Origin/History The concept of CRE was first hypothesized (retroactively, of course) by the celebrated Chrono-Philosopher Professor Derp von Wigglebottom in his seminal (and famously unreadable) 1887 treatise, 'The Inevitable Antecedents of Things That Haven't Quite Happened: A Futurist's Memoir of the Past'. Wigglebottom, who famously died before he was born due to a particularly aggressive case of Temporal Dysentery, theorized that if one could accurately predict a future non-event, one could then reverse-engineer its non-cause into the past. His work was largely ignored until a Derpedia intern accidentally plugged a Quantum Toaster into the wrong epoch, resulting in toast before the bread was inserted, proving that some effects absolutely do precede their causes, especially on Tuesdays. This led to the development of the "Why-Not-Yet-Machine" (WYNYM), which paradoxically identifies the past-causes of potential future problems by simply not working.
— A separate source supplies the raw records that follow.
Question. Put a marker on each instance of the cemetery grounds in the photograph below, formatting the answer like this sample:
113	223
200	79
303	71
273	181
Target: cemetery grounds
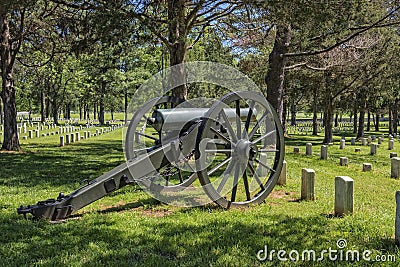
129	228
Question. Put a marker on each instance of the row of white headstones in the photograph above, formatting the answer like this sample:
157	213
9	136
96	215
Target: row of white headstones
344	185
72	133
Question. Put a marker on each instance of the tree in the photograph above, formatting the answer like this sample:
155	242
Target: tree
22	23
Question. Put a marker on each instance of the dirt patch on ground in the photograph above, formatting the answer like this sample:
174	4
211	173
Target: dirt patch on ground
281	194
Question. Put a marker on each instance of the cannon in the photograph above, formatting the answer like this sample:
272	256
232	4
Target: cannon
232	150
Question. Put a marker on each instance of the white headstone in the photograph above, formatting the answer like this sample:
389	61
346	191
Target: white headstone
344	191
307	184
395	167
324	152
282	176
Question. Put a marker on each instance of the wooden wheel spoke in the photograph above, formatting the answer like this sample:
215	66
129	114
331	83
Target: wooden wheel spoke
228	126
255	175
264	165
246	185
263	136
238	119
210	172
257	126
180	176
268	150
219	151
248	119
225	178
146	135
221	135
235	182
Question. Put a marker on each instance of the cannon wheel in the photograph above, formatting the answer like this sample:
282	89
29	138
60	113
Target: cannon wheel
247	167
142	138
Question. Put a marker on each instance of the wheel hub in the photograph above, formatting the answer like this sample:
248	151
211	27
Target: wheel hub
245	150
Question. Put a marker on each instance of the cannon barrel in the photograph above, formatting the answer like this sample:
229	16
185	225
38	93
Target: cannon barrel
183	118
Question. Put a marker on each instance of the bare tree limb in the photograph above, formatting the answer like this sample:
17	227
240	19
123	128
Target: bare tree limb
345	40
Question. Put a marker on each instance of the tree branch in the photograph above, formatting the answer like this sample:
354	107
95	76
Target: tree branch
348	38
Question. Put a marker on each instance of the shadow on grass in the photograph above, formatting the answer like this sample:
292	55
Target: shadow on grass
204	240
56	166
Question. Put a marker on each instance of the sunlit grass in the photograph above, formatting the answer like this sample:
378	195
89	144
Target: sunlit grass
129	228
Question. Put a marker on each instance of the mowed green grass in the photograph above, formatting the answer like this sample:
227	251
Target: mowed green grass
129	228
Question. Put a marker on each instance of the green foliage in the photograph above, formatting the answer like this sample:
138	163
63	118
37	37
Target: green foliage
129	228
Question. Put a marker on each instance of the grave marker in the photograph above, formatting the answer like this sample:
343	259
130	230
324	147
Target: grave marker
307	184
344	191
282	176
324	152
395	167
344	161
308	149
367	167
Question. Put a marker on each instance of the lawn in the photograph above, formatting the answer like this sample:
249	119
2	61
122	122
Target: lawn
129	228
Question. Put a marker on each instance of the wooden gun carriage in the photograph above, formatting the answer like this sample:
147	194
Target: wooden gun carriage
233	150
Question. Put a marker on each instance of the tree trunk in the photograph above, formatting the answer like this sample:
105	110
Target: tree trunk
284	115
390	119
80	110
178	46
54	109
42	106
293	114
336	120
1	112
7	57
377	115
395	115
315	112
10	141
361	121
68	111
126	105
101	110
328	117
276	69
47	110
355	121
94	110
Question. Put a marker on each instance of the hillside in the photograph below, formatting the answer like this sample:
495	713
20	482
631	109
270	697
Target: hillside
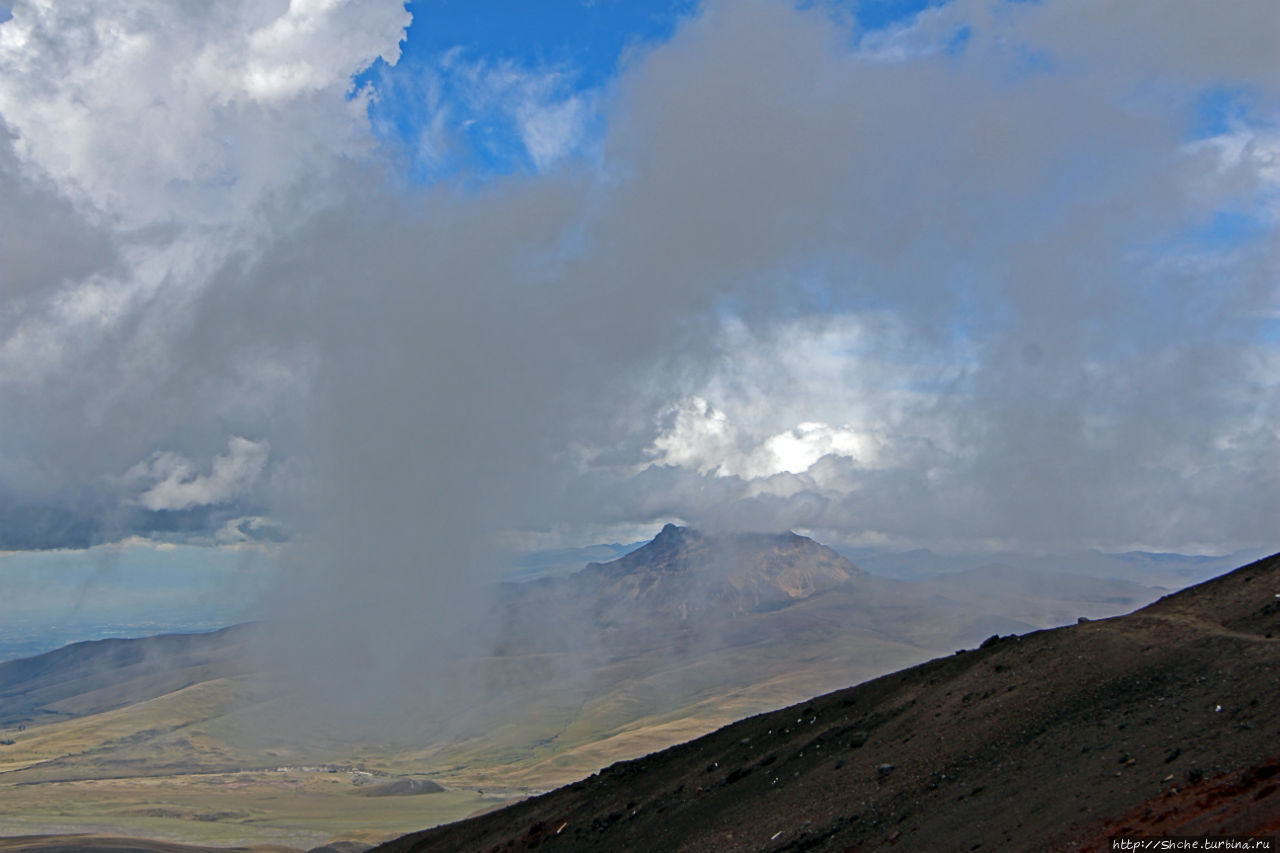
172	737
1161	721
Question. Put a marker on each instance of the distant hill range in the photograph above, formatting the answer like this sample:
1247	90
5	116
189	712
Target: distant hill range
684	634
1159	723
83	679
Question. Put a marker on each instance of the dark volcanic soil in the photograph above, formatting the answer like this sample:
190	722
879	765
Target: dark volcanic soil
1162	721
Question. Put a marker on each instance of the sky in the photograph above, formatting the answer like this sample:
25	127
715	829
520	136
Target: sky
392	291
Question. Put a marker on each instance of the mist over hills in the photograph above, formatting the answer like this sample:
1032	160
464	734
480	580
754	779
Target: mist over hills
1161	721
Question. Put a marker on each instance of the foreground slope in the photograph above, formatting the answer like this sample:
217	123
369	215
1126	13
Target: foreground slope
1160	721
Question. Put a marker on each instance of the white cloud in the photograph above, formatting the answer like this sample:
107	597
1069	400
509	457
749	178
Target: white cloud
177	487
147	110
704	439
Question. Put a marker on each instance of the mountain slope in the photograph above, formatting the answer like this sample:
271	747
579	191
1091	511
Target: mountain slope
100	675
1161	720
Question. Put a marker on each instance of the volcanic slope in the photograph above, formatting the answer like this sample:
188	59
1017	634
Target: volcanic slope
1161	721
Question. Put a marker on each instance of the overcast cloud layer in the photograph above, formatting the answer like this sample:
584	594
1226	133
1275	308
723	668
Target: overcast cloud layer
1000	277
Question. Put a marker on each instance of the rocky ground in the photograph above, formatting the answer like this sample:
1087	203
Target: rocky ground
1161	721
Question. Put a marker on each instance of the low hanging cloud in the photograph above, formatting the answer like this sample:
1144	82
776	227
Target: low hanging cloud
929	287
176	486
704	439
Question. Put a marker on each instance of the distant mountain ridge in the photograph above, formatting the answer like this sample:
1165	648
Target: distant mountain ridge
1159	723
734	573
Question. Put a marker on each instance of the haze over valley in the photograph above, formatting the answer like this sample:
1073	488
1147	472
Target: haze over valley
406	407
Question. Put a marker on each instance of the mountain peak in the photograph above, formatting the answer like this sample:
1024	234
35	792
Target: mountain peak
693	570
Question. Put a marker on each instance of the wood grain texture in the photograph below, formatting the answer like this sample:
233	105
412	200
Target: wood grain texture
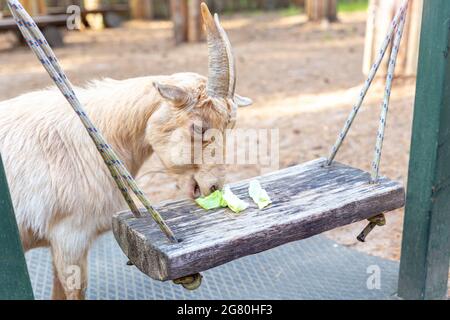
308	199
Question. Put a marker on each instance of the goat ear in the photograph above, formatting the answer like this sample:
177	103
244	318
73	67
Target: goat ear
242	101
176	95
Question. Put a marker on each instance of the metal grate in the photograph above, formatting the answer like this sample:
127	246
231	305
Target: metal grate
315	268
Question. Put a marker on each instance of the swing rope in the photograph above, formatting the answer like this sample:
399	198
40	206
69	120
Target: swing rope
395	30
39	45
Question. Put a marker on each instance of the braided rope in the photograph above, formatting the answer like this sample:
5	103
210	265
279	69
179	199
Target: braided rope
396	25
387	96
120	174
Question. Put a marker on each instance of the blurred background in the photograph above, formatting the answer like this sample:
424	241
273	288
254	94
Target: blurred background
301	61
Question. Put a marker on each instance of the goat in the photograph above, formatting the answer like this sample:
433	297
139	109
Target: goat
62	191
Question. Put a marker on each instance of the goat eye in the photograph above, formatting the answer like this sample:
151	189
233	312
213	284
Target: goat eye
198	129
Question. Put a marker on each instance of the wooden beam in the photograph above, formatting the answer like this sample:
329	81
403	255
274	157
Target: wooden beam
178	9
141	9
308	199
14	279
425	256
319	10
194	21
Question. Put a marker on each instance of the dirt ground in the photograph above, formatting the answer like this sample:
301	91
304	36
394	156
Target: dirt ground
303	79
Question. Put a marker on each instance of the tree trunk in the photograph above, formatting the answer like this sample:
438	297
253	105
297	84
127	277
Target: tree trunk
35	7
178	10
379	19
95	20
194	21
141	9
319	10
187	20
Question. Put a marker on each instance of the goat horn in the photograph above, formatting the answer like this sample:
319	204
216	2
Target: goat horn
221	69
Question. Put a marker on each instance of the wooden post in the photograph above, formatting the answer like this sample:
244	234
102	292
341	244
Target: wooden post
319	10
178	9
95	20
35	7
379	19
187	21
14	279
141	9
194	21
425	256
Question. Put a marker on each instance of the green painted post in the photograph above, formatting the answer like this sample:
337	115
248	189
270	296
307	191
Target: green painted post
425	257
14	279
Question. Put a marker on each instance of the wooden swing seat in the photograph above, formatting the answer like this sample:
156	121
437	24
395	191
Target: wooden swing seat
308	199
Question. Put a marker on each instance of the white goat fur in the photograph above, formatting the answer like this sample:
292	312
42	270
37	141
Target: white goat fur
62	191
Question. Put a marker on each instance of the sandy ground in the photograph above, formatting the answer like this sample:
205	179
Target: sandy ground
302	78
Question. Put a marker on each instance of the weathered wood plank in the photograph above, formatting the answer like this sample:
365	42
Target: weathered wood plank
308	199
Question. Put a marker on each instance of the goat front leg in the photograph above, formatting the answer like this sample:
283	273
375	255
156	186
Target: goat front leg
70	270
58	290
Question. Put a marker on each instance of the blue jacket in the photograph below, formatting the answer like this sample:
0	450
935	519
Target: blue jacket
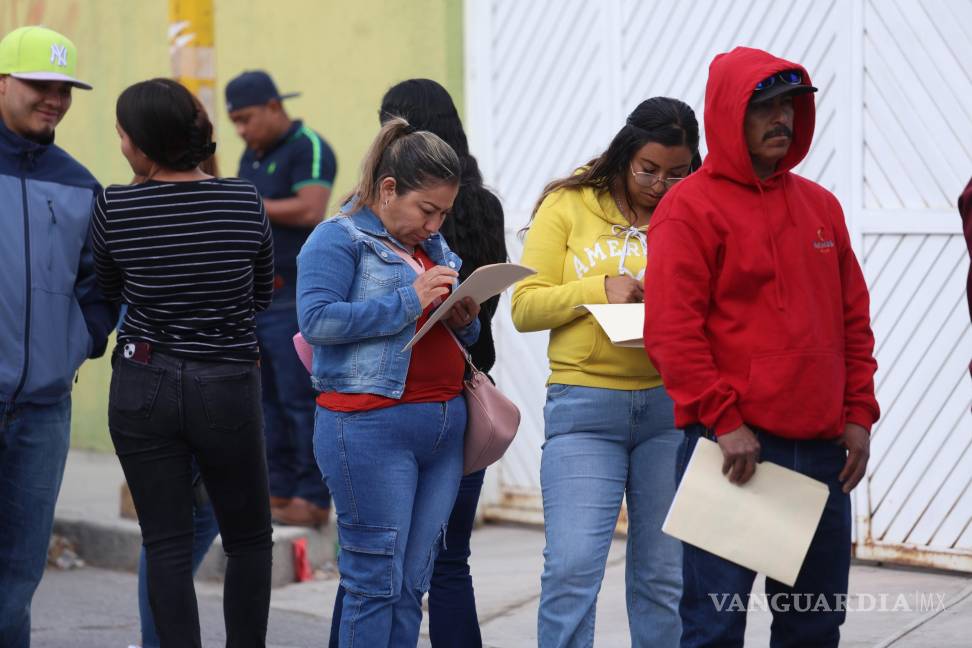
52	315
357	307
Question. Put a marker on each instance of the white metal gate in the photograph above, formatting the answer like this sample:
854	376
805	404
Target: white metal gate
550	81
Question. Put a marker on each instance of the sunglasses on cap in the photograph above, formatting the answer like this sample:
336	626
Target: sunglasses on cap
788	77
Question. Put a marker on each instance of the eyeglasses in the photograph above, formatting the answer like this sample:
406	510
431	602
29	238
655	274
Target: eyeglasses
645	179
789	77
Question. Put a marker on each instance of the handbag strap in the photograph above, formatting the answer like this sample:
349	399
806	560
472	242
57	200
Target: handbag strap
419	269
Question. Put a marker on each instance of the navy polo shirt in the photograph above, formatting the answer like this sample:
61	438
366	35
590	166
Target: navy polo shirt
300	158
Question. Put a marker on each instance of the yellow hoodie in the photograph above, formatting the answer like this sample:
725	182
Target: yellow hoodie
578	238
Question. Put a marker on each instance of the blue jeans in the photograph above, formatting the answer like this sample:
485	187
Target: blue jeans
452	603
393	474
288	405
205	531
603	444
824	572
34	443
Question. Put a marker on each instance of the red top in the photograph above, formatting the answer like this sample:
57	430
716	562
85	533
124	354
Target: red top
756	309
434	373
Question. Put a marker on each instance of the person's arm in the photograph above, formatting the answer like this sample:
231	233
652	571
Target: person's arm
326	269
98	306
311	177
263	267
547	300
306	209
861	408
678	283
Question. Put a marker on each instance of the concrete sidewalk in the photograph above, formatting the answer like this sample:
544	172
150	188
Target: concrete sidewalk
920	608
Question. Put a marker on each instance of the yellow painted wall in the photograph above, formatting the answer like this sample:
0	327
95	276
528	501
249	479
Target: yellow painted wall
341	54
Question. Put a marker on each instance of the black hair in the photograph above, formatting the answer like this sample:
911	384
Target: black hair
662	120
475	230
414	158
167	123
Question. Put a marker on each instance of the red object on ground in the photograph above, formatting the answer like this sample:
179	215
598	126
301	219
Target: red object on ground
302	568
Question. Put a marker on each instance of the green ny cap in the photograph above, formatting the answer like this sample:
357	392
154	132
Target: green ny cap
39	54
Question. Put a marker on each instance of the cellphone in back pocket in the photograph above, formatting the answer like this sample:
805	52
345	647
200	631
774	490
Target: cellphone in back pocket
138	351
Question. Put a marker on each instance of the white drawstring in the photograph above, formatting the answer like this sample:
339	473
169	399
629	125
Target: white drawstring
629	233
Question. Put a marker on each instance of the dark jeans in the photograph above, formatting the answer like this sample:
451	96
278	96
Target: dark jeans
288	405
33	450
453	622
161	415
822	581
205	531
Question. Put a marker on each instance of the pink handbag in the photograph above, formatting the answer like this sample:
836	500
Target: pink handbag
492	419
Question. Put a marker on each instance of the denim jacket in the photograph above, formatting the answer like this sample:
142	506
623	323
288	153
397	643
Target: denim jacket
357	307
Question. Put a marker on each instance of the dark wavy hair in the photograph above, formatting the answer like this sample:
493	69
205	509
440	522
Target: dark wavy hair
475	230
167	123
662	120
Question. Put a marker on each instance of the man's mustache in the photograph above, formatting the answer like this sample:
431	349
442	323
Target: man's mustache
779	131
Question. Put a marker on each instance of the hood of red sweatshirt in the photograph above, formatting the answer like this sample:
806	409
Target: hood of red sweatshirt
732	78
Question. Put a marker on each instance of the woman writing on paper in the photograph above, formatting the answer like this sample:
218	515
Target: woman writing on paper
475	231
389	427
608	422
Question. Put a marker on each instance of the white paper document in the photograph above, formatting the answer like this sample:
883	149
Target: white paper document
485	282
624	324
766	524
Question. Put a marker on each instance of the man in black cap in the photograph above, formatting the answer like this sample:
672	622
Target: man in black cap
757	317
293	168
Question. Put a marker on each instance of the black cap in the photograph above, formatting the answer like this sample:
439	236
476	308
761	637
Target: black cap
253	88
780	87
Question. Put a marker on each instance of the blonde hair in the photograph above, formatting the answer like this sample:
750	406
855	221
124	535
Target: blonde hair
413	158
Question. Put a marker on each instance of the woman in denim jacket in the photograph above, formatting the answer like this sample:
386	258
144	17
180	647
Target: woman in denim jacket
390	422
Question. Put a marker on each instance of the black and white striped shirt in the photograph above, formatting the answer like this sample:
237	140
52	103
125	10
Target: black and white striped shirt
193	261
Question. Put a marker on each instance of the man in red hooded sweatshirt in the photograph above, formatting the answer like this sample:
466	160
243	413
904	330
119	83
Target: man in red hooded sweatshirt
757	318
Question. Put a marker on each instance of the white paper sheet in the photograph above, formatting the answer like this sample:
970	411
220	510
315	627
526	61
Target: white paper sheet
766	524
623	323
485	282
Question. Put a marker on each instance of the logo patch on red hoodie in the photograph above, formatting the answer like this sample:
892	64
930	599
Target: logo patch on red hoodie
823	244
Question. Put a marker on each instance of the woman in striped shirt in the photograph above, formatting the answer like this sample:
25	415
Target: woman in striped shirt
192	256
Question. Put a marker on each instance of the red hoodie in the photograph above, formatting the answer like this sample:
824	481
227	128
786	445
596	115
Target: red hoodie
756	310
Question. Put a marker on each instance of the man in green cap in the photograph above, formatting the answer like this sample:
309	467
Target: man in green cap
52	316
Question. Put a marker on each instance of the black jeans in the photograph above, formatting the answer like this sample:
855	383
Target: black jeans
160	415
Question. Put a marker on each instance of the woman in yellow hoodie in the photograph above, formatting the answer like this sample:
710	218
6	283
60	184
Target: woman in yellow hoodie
608	423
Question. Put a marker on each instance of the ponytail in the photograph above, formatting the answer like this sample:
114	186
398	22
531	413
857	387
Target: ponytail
413	158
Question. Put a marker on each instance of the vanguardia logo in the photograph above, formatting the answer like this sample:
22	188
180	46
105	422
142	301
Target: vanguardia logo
59	55
786	602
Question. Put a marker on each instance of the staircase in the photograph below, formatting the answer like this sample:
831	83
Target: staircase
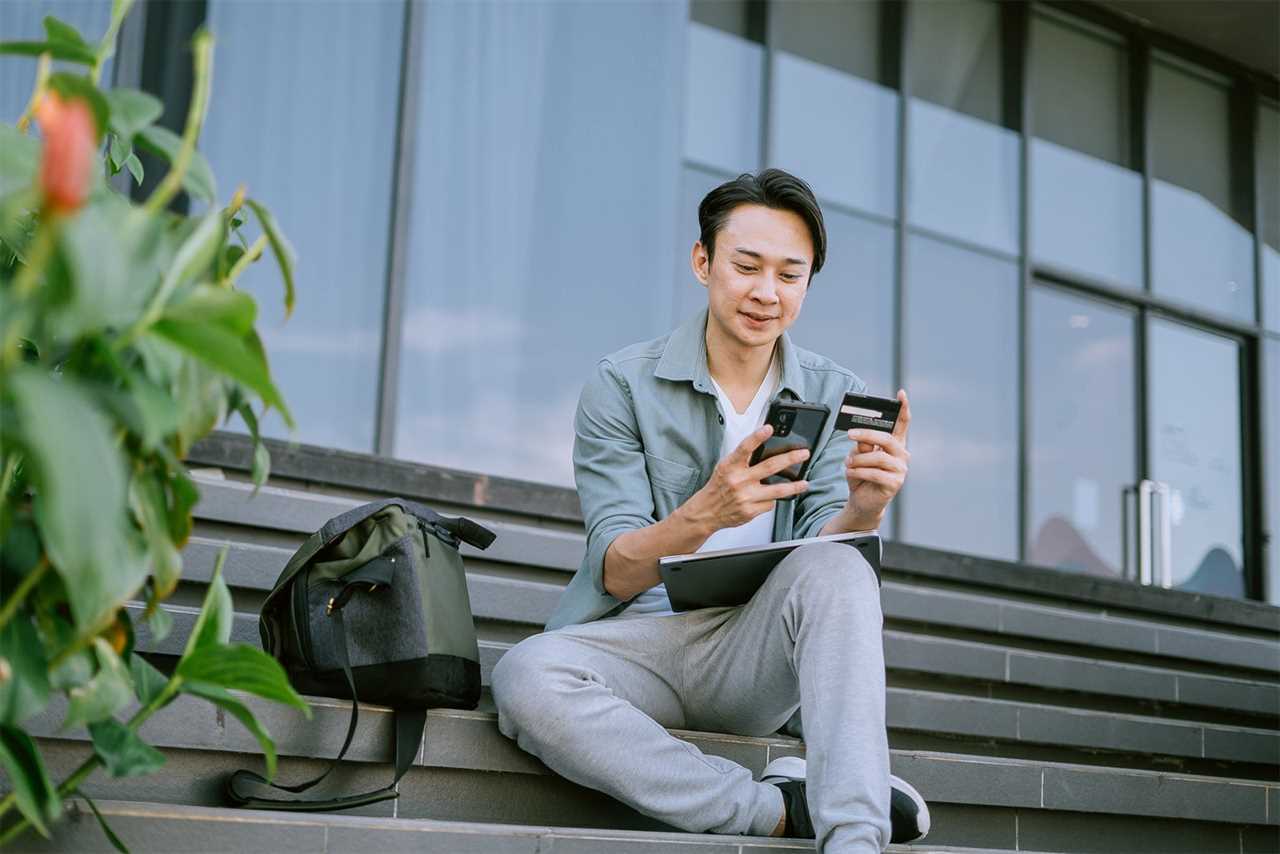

Controversy The primary controversy surrounding CRE stems from its alarming tendency to reassign blame for historical events to people, objects, or even abstract concepts that didn't exist at the time, or won't exist until next Tuesday. Critics (mostly conventional historians and people who understand basic chronology) argue that CRE frequently leads to logical paradoxes, such as determining that the sinking of the Titanic was caused by a particularly aggressive seagull in 2047, or that the invention of the wheel was due to a widespread future shortage of Square Wheels. Proponents, largely funded by the enigmatic Institute for Chronological Rearrangement, claim these are merely "pre-paradoxes" and demonstrate the field's profound impact on future historical revisionism. Furthermore, the WYNYM has been criticized for its consistent conclusion that every major historical event, from the Big Bang to the invention of the spork, was ultimately caused by The Grand Unified Theory of Lint.